By analysing the genomes across the wider study, the researchers found that both early and modern dogs are more genetically similar to ancient wolves in Asia than those in Europe, suggesting a domestication somewhere in the east.

Dr Jennings added: “By allowing our research to form part of larger research project, our results contribute to a new understanding of the relationship between different wolf populations across the northern hemisphere during the last Ice Age and the origins of domesticated dogs. The results of this in turn will help us interpret our discoveries in Ireland.”

More discoveries

Talking of his latest findings in Ireland, Dr Jennings said: “Excitingly, we just recovered new Ice Age fauna from a neighbouring cave in Ireland where we undertook excavations earlier this month, funded by a new excavation grant of the Royal Irish Academy.”
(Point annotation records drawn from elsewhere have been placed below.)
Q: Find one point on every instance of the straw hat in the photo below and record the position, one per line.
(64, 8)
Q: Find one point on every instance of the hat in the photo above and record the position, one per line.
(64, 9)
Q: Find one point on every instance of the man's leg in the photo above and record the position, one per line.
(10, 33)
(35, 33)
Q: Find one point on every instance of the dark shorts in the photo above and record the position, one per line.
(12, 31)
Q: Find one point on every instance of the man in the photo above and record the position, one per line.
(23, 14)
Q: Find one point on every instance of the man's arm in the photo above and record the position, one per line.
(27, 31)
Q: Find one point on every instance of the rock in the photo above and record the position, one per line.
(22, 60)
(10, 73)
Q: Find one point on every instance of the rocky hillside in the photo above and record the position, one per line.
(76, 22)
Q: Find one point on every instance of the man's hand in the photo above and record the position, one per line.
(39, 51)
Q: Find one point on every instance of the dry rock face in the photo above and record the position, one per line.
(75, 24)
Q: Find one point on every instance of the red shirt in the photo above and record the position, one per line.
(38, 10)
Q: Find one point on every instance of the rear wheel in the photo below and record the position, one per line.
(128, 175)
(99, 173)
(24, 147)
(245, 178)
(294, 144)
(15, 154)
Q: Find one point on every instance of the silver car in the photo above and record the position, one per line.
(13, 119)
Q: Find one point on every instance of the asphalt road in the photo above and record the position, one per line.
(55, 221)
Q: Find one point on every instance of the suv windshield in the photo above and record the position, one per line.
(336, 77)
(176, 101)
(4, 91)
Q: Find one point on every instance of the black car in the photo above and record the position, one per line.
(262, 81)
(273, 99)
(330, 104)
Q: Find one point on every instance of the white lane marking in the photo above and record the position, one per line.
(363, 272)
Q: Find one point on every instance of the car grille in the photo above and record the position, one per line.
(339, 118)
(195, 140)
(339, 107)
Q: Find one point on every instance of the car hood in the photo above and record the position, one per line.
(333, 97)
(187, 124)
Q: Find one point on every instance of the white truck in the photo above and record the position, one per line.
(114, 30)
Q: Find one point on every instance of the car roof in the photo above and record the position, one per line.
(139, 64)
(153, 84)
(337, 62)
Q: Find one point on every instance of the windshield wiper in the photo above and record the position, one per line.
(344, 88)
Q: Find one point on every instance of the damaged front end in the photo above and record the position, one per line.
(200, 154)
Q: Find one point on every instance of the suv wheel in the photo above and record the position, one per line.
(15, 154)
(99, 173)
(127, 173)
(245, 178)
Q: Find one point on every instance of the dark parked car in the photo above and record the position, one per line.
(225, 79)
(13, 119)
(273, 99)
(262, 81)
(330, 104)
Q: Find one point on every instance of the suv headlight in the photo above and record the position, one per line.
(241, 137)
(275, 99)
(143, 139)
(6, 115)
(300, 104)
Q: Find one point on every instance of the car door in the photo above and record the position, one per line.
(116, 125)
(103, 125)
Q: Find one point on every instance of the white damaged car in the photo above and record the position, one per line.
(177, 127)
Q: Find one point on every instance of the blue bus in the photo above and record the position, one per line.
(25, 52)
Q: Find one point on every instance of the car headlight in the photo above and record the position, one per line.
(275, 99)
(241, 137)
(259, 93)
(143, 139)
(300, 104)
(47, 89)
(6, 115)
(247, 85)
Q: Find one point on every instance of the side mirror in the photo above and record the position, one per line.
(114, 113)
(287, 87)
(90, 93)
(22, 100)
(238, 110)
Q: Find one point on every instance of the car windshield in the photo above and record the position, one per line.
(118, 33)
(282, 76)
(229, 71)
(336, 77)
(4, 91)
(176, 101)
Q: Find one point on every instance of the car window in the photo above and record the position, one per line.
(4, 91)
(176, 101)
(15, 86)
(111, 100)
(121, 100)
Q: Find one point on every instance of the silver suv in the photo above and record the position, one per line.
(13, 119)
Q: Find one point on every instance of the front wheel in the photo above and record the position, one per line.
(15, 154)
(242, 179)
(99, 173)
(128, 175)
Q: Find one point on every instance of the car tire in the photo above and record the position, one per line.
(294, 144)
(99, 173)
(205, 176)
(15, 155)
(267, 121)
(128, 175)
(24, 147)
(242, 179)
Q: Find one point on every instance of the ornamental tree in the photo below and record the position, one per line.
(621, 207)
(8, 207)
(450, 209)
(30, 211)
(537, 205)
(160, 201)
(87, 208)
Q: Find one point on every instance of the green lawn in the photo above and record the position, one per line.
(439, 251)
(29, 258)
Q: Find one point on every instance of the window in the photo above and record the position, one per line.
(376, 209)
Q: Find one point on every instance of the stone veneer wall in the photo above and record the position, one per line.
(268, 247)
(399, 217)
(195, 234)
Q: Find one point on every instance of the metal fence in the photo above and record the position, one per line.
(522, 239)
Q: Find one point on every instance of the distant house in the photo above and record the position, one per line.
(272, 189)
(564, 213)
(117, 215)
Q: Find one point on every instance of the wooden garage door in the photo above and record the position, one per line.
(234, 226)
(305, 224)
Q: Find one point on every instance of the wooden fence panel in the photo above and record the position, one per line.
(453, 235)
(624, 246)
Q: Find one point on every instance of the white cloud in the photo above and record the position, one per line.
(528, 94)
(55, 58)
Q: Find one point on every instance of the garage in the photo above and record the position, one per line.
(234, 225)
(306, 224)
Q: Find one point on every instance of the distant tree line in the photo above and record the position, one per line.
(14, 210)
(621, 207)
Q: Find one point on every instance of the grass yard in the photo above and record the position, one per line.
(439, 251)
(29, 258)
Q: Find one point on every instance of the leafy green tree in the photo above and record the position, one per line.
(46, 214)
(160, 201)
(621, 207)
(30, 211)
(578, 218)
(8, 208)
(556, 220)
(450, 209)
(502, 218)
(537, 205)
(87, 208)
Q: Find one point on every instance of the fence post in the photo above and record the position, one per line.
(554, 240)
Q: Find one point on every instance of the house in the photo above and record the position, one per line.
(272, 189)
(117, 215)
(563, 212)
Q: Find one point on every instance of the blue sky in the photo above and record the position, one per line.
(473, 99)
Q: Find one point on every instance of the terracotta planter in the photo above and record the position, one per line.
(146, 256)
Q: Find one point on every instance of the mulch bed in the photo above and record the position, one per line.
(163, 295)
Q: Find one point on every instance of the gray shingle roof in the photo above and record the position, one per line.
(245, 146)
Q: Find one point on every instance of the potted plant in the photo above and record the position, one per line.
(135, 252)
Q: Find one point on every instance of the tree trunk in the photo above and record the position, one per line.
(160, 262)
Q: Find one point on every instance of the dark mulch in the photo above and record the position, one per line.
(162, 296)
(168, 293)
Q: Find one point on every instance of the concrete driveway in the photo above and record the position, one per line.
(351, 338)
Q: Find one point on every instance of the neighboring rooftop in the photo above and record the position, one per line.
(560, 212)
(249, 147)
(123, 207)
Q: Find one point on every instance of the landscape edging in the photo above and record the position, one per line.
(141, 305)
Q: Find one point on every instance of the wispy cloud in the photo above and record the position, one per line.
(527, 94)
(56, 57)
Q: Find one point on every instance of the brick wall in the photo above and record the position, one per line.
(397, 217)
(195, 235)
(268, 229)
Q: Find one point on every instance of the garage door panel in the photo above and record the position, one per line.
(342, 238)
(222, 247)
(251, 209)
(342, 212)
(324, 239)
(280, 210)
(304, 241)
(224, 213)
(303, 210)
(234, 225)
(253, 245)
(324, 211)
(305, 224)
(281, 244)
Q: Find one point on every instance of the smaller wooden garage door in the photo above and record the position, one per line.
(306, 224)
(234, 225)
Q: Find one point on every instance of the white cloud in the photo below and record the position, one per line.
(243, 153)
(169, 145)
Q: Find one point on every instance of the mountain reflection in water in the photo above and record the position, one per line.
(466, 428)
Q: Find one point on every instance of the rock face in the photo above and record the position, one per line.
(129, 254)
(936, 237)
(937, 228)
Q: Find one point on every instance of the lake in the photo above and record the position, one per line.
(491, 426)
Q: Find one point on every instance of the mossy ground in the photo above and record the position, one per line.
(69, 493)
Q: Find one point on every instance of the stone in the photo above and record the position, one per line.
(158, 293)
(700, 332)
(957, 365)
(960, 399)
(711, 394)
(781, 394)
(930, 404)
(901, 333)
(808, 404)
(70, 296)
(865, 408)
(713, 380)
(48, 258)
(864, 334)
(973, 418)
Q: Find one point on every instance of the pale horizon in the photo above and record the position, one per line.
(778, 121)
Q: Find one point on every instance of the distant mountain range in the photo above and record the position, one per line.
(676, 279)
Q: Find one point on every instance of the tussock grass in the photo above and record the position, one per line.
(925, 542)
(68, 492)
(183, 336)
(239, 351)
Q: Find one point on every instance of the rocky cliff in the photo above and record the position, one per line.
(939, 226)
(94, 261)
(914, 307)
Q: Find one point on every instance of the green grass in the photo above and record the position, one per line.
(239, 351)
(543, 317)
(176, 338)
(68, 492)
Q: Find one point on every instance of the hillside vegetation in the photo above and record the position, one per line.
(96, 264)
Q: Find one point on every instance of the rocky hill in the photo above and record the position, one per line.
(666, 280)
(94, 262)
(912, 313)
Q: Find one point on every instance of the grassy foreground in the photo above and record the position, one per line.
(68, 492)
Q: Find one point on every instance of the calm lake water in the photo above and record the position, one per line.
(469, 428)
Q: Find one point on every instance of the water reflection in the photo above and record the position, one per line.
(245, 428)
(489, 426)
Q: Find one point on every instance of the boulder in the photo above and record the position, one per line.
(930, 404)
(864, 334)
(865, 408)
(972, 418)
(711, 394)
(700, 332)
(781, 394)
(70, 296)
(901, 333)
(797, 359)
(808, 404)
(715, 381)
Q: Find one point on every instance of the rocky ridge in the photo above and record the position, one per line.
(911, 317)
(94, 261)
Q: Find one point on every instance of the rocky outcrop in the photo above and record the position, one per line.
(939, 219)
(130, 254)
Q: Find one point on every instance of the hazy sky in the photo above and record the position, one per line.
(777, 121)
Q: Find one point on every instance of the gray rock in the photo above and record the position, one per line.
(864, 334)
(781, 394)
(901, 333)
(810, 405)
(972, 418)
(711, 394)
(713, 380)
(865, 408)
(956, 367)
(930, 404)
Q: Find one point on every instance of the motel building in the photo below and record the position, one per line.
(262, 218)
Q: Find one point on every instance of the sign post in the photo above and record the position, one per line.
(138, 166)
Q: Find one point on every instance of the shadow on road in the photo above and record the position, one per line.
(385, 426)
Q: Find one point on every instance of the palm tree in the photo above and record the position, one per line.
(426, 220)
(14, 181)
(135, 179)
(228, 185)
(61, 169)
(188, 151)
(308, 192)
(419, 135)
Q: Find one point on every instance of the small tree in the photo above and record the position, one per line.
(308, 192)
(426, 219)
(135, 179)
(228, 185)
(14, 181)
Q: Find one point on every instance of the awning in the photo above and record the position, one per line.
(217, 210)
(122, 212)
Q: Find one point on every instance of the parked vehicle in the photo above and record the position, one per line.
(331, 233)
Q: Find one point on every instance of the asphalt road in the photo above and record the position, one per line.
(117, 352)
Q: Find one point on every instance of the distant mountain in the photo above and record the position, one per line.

The team also took sediment samples during the excavation for Dr Rui Martiniano, human evolutionary geneticist at LJMU and RCEAP member, who will screen them for ancient DNA in the LJMU genetics laboratory this summer, using cutting edge capturing methodologies.

“That one can now detect genetic traces of ancient humans in soil is an extraordinary development in the field of biological anthropology. If the technique is successful for us, it could provide the first definitive evidence for the presence of people in Ireland during the Ice Age.”